Voice of the CFO: Global Challenges Require Big-Picture Thinking, Local Focus

Global companies are facing macro challenges not seen for decades — war in Europe, inflation and labor challenges.

Rumors of recession on the horizon and highly volatile currency fluctuations driven by interest rate hikes are also in the macro mix.

That puts a lot of relatively novel challenges on the plate of a contemporary chief financial officer (CFO). Combine that with a recent acquisition by a private equity firm, and you have an idea of the role of CFO Laurence Capone. She has served as chief financial officer of the customer relationship management (CRM) platform provider Pipedrive for the past year and shared her perspectives with PYMNTS in a recent interview.

Being Global, Thinking Local

The company’s client base is evenly distributed among North America, Europe and the rest of the world, with each representing a third of the business.

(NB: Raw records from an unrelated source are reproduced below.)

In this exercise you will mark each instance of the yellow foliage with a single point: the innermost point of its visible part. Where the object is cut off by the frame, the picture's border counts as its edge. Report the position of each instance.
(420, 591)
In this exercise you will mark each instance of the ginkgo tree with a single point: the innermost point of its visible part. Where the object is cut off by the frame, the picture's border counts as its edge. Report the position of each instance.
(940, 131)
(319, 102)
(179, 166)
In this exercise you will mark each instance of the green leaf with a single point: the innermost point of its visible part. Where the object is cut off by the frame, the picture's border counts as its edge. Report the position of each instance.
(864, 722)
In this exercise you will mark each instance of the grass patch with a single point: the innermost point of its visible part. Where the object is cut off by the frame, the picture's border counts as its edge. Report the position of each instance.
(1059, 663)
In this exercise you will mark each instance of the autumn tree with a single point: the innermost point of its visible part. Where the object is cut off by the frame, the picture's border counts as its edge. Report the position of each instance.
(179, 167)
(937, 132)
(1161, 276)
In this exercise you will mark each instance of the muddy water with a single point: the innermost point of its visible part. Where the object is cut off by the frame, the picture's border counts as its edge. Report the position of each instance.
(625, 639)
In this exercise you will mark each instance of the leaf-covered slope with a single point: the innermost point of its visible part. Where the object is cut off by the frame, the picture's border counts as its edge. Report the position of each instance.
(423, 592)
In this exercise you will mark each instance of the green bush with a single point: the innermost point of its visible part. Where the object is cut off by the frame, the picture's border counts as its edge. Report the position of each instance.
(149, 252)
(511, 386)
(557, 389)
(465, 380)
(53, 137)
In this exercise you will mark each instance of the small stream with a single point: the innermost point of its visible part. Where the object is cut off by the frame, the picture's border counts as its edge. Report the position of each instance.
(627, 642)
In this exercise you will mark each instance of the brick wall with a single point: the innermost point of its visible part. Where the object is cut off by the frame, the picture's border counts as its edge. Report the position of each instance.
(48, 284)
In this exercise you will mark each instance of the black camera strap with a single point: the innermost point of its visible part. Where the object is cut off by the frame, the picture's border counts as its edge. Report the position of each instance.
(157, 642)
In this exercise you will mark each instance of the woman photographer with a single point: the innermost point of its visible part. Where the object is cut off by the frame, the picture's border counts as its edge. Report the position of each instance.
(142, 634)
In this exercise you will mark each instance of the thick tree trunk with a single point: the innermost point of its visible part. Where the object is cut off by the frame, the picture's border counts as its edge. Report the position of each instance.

“We monitor every metric that is available from a global standpoint, but with a local market filter as well,” Capone said. “The macro is a little bit different in each of those geographies. In Europe, you’re focusing on the impact of the war on how the dynamic is changing there. In the U.S., we’re looking at the labor market.”

Capone said that while some macro trends are global, they have different impacts regionally. For example, inflation is a worldwide issue, but it impacts Europe differently than the U.S.

Navigating Uncertainty

Pipedrive serves small and midsize businesses (SMBs), so the prospect of recession is of particular concern, because its customers typically don’t have the same resources as larger peers to weather an economic downturn.

But so far, so good, she said.

“The market, from a digitization maturity perspective, is still very much robust and open for us in terms of opportunity, she said. “But I think in this post COVID, perhaps recessionary environment, there’s even more need to digitalize to gain efficiencies. We’re enabling small businesses to grow and so optimize revenue.”

In fact, Pipedrive just passed two big milestones — the 1,000-employee mark and the 100,000-client mark.

FX — a 178-Nation Challenge

One of the CFO’s most important role is to simplify complexity. Capone has done just that when it comes to currency fluctuations.

“Here’s the simple approach in a complex environment. We do business in 178 countries. So, imagine the number of currencies we would have had to deal with. So, the reality is that we mostly do business in two currencies: Euro and U.S. dollar,” Capone said. “You have local countries with different price inflation dimension. So, we try to geolocalize our pricing as much as possible from an FX standpoint, always on two carries.”

A Foundation for Growth

As if all that isn’t enough, Capone said she dedicates the most time and energy to laying a foundation for growth under new ownership.

“It’s really related to where Pipedrive is in its journey. So Pipedrive was acquired about a year and a half ago by Vista Equity Partners. We are really putting on our value creation plan. So, a lot of our conversations are around setting the stage for this journey,” she said.

Managing Risk

One of the principal duties of a CFO is to manage risk — that’s a small word with a big definition. Capone shared her views on risk right now in terms of her daily duties and what she’s doing to manage and mitigate it.

“My focus is on two areas,” Capone said. “First is the macro profile. Managing that involves monitoring it and doing scenario-based planning to try to be ready and as agile as possible for whatever may come.

Second is product and innovations. The focus is on compliance, making sure that we, we hit the mark on our regulatory constraints. I work closely with our [information security] and legal teams on those matters.”